Le Credoc, dans son étude "Le commerce à l'aube de 2020", datant de 2010, projetait que le canal web représenterait 24% des achats. Nous n'y serons pas en 2020. Aujourd'hui, la Fevad et Forrester affirment qu'en 2018, sa part avoisinera les... 11% en France. Il pèse aujourd'hui 9?% du commerce de détail (hors alimentaire). Les magasins physiques ont réagi, depuis trois ans environ, en proposant des services digitaux qui fonctionnent très bien, comme le click & collect, la vérification on line des stocks... Les puristes du brick and mortar n'existent plus aujourd'hui. Et en même temps, les pure players sont "descendus dans la rue", en développant notamment le drive-to-store. C'est le cas des Rosedeals de Vente Privée, qui drainent du trafic vers le point de vente.
Lors du dernier Retail Big Show, en janvier, l'enseigne la plus innovante au monde était un... pure player, qui a ouvert des magasins. Étonnant ou normal ?
Original! Warby Parker est un opticien dont la promesse est d'offrir des montures créées par des designers, le tout sans marque et dans une démarche éthique. L'enseigne est née sur le Net en 2010, mais les dirigeants ont très vite ressenti le besoin d'aller au contact des clients en ouvrant leurs propres lieux de vente et des showrooms. Les canaux se complètent et le client ne les oppose pas. C'est très souvent le cas. Les enseignes qui progressent sont celles qui utilisent le digital non pas comme un canal de vente mais comme un service pour leurs clients. Leroy Merlin, par exemple, l'utilise surtout comme un média de contenus pour aider ses communautés.

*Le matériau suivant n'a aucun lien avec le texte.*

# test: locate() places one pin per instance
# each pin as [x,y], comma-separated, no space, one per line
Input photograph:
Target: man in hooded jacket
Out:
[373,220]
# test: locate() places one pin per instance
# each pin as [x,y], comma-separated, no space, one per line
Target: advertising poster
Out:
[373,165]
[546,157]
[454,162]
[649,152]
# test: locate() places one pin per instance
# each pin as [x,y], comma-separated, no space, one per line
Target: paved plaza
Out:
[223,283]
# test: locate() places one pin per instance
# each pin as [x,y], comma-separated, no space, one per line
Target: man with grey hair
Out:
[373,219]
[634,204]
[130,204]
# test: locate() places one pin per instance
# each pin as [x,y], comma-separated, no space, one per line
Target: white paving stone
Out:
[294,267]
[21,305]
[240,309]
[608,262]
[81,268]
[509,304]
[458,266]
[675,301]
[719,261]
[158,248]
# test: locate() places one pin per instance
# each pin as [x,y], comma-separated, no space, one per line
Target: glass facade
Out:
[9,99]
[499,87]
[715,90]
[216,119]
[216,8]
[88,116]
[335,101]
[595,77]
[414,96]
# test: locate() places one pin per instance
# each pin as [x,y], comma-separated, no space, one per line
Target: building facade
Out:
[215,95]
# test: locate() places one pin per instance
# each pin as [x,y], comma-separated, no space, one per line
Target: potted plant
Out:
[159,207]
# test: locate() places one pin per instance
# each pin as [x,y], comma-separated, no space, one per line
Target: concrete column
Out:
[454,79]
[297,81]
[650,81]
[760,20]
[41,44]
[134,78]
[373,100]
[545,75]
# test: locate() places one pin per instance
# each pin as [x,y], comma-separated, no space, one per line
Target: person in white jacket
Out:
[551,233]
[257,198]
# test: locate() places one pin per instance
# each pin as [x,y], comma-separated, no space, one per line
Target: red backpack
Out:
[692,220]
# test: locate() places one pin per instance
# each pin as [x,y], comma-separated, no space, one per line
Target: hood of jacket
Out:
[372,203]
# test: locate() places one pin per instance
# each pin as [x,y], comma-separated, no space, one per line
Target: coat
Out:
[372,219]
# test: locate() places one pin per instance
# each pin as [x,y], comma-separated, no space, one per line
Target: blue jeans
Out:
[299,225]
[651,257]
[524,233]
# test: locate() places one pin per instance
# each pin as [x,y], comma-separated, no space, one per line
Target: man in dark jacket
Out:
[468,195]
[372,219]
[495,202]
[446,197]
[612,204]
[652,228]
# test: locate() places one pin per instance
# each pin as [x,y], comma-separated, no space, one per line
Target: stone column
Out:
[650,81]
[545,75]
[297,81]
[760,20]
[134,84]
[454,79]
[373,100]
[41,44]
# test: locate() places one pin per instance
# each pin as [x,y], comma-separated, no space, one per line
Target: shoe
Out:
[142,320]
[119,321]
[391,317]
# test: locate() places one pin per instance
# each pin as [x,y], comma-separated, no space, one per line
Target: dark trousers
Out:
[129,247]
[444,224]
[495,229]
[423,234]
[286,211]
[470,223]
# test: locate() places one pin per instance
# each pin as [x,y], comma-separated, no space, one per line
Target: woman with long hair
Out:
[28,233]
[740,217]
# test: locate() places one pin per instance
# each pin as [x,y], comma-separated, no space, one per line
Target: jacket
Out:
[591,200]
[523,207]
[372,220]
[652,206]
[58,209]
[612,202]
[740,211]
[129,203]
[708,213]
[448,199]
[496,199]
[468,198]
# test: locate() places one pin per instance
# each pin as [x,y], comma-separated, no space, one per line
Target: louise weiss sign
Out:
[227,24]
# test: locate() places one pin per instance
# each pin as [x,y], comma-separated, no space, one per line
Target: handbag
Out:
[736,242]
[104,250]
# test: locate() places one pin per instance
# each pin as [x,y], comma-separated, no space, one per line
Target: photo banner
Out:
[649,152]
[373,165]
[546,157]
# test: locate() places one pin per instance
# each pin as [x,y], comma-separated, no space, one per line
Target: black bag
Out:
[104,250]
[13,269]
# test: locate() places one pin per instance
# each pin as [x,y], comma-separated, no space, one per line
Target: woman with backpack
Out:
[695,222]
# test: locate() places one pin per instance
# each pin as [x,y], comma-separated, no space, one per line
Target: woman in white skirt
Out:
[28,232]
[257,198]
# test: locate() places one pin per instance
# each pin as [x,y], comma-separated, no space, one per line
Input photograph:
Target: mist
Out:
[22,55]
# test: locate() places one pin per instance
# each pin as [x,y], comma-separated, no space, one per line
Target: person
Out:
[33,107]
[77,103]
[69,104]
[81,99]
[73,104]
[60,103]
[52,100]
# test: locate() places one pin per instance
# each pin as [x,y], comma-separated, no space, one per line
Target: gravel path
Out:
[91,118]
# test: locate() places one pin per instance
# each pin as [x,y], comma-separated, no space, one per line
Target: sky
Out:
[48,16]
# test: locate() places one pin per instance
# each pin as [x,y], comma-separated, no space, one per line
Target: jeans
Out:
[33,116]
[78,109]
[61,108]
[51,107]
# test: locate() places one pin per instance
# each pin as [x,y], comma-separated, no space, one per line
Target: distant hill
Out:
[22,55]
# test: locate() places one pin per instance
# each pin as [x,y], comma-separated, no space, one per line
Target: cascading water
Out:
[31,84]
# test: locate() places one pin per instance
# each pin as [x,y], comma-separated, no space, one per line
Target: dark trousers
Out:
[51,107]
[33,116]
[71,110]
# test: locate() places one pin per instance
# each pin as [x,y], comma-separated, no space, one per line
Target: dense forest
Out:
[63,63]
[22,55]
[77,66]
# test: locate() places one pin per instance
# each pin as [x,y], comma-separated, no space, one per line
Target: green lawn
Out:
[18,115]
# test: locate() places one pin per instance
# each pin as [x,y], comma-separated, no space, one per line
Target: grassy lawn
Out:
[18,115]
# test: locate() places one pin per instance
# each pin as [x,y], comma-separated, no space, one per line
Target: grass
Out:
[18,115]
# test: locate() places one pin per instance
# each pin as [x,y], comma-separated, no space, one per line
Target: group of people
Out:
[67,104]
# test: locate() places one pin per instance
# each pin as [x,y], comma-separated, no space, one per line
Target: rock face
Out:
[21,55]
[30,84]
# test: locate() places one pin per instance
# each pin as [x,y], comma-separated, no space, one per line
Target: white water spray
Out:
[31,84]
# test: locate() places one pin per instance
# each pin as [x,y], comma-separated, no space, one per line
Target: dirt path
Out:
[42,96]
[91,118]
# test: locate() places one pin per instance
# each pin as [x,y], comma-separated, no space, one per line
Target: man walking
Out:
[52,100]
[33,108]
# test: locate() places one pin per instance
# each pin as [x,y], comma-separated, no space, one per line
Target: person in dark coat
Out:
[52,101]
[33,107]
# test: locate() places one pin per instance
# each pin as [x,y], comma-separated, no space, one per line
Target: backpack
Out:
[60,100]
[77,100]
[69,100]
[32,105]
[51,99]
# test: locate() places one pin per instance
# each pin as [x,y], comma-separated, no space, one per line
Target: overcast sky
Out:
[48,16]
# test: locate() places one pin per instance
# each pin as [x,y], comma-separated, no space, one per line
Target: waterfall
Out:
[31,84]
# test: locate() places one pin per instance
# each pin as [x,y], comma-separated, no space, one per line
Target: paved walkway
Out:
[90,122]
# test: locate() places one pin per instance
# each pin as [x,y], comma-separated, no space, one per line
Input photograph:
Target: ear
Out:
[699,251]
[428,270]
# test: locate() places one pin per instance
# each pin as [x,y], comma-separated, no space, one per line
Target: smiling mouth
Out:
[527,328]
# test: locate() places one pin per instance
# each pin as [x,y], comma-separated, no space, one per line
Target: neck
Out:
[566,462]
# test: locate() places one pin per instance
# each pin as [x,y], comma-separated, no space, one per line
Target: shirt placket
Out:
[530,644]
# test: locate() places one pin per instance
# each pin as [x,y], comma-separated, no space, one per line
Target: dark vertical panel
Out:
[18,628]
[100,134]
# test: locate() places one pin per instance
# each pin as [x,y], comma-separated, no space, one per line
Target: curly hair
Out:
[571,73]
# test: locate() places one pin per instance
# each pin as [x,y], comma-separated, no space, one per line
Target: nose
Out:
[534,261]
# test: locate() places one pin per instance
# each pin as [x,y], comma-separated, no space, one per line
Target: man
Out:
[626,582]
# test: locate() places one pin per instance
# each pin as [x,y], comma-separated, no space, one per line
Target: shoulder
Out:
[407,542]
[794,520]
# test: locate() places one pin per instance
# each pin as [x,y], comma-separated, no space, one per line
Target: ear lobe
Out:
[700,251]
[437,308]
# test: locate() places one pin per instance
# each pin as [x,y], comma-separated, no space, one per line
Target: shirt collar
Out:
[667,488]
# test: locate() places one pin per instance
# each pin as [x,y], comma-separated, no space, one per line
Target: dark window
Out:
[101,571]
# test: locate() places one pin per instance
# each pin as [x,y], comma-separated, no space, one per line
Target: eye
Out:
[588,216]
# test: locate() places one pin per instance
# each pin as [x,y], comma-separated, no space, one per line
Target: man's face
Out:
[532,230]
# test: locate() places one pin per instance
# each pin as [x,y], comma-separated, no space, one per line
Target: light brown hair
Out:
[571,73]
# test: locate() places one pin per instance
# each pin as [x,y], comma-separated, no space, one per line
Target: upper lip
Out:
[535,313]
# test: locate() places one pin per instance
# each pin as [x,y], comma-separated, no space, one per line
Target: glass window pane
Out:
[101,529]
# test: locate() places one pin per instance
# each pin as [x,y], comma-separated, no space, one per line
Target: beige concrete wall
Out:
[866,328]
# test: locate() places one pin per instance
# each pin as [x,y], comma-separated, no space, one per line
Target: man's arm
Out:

Valérie Négrier, directrice générale adjointe du département études, prospective et innovation du groupe Dentsu Aegis Network:
"L'ère de la légitimité retrouvée"
"Le magasin est entré dans une nouvelle ère, celle de la légitimité retrouvée", annonce Valérie Négrier, directrice générale adjointe du département études, prospective et innovation du groupe Dentsu Aegis Network. En octobre, la filiale tricolore du groupe de communication a conduit une étude prospective, baptisée Stor'eBoard, sur ce que les Français attendaient des points de vente. Résultat: les répondants plébiscitent en premier lieu l'expérience vécue en magasin (citée par 82% des interrogés), un magasin que Valérie Négrier compare à un "marché à sensations". "Aucun autre endroit ne permet une telle immersion dans la réalité de la consommation, observe-t-elle. Le point de vente permet de toucher, de tester et surtout de découvrir les nouveautés."
Deuxième scénario, le magasin pourrait devenir une "usine sur mesure" pour 62% des personnes sondées. "Pour avoir des produits personnalisés, nous serions prêts à les faire fabriquer à la demande", explique Valérie Négrier. Nous pourrions ainsi choisir le parfum de nos yaourts ou le design de nos chaussures... Et obtenir des produits certes plus onéreux, mais uniques. Une option jugée particulièrement pertinente pour les points de vente sélectifs. Enfin, les livreurs connectés séduiraient 63% du panel. Les produits seraient livrés dans des casiers sur le trajet domicile-bureau, voire... dans le coffre de votre voiture. Volvo teste en effet un système de livraison (1) directement dans le coffre de l'automobile du client. Dernier exemple de cette tendance avec Izy, un boîtier connecté mis en service par Chronodrive, qui permet aux consommateurs de passer commande depuis leur domicile.
(1) 100 personnes testent cette fonctionnalité baptisée "livraisons itinérantes" depuis mi -2014.